Drawing Inspiration from the I.W.W. and the Free Speech Fights 1908-1917
The working conditions at the turn of the century placed workers under incredible hardships as they faced both health and safety risks on the job. At that time, half of all worker deaths occurred in two industries—coal mining and railroading. Around 1900 between 25-35,000 deaths and one million injuries per year occurred on industrial jobs. In the Pacific states a lumberyard or camp worker earned on the average 14 cents an hour with working hours averaging 61 per week. Employees had to sign a contract to waive all rights to damages in case of injury or death. Migratory workers depended on hopping on freight cars to follow employment opportunities across. Railroads estimated that 500,000 hoboes at any given time were attempting to board the trains. Migrant workers made up a large percentage of the 24,000 trespassers who were killed and 25,00 injured on the railway lines just from 1901 to 1904.
Understanding that the root of this misery rested in the capitalist system, workers established a new kind of labor union. The Industrial Workers of the World (IWW) believed in organizing all workers. Ahead of their time, the Wobblies refused to accept the society’s racial, ethnic and class prejudices and welcomed the most dispossessed into their ranks. They possessed a revolutionary spirit which provided the catalyst to create greater democracy through worker participation.

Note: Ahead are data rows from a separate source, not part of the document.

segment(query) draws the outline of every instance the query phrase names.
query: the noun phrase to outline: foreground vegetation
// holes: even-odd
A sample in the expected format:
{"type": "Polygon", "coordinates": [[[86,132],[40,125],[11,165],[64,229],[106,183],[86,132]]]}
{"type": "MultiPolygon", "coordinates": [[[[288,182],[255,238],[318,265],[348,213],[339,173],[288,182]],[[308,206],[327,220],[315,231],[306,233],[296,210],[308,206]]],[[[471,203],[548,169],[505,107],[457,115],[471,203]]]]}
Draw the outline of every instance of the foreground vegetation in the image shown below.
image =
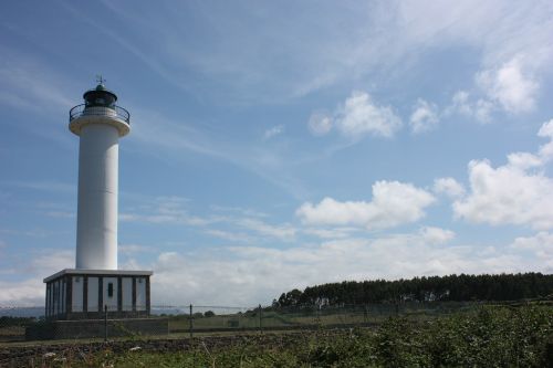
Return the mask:
{"type": "Polygon", "coordinates": [[[553,362],[553,308],[486,306],[422,324],[393,317],[376,330],[321,329],[267,337],[210,348],[199,340],[180,351],[135,348],[116,354],[106,348],[84,358],[51,359],[45,366],[547,367],[553,362]]]}

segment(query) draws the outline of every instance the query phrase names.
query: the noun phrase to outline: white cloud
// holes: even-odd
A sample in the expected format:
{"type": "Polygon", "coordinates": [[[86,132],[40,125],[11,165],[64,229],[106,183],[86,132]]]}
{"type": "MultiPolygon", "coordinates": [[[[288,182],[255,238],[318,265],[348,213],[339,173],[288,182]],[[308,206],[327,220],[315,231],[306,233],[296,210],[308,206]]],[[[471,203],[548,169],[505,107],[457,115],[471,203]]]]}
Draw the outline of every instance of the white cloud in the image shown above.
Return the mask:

The I.W.W. organized the free speech initiatives to prove that direct action was the mechanism to stand up to the Establishment on labor rights. The system threw every weapon at the I.W.W., and the courts, police, newspapers, even encouraging mob rule. The politicians and industrialists formed alliances to protect their business interests and profits.
The public sometimes becomes confused with the rhetoric and propaganda of I.W.W. opponents who claimed that the organization despised the Constitution and rejected traditional American values and ideals. To understand this criticism it is important to differentiate between economic and political systems. Capitalism is an economic system, and the U.S. Constitution provides no support for any economic system. The I.W.W. rejected the elitist business interests of the capitalistic class in favor of workers. Elites labeled the I.W.W. unpatriotic because the membership refused to fight against their fellow workers in other countries. Translated: the I.W.W. is a bastion of democratic principles and follows an ethical philosophy of the highest calling: to join in solidarity with all workers and put an end to war.